The answer, sadly, was too easily and too often.
He knew exactly what he would have done if he’d caught someonemeddling with his children when they had been young. It would have involved a razor blade and a blowtorch.
There was a sudden jangle of weird electronic noises which was becoming irritatingly familiar to Rye. Gidney’s mobile phone. The geek removed an iPod earpiece and answered the phone in a flat tone, devoid of any emotion. ‘Oh hi,’ he said.
Rye knew roughly where Gidney lived – up off The Level, somewhere towards the racecourse, in a bedsit. It was an area of densely packed Victorian and Edwardian terraced houses, originally built as artisan dwellings, now largely monopolized by students and young singles. What did the geek go home to – if and when he ever did go home? A tin of beans on a single hob? Another computer screen? The Guardian newspaper – which he always carried under his arm into work but never seemed to read – and a pile of techie magazines?

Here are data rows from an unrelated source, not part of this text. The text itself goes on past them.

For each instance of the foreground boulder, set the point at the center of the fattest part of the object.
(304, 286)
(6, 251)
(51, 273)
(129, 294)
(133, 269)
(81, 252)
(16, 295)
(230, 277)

‘I need about another half-hour,’ Rye said to Tom Bryce. ‘You could wait, or would you like me to drop it back to you on my way home?’
‘Yes. I – I have the children – I need to get back. Thank you,’ Bryce said. ‘If you could drop it back I’d appreciate that.’
‘OK, I have your address. I’ll be there as soon as I can.’ He checked his watch, wanting to make sure he left enough time to get home for the one television programme of the week he was addicted to, the motoring programme, Top Gear . Although it was some years since he had been a traffic cop he was still an unreconstructed petrol-head.
As he replaced the receiver, he saw Gidney, wearing his anorak and carrying his small rucksack, heading out of the door. No goodbye. God, he was always the same – no social graces at all!
It took Rye longer than he had planned to finish his examination, and he realized, just a little guiltily, that it was now over an hour and a half since he had spoken to Tom Bryce. He finally closed the man’s laptop and was about to stand up when the phone rang.
It was an operator from the call handling centre in a building at Malling House, the police headquarters, where non-emergency calls from the general public were handled. ‘Is that the High Tech Crime Unit?’ the operator said.
Rye took a deep breath, resisting the temptation to tell the man he had the wrong number. ‘Sergeant Rye speaking.’
‘I have a caller who’s complaining that someone is using his wireless internet connection without his permission.’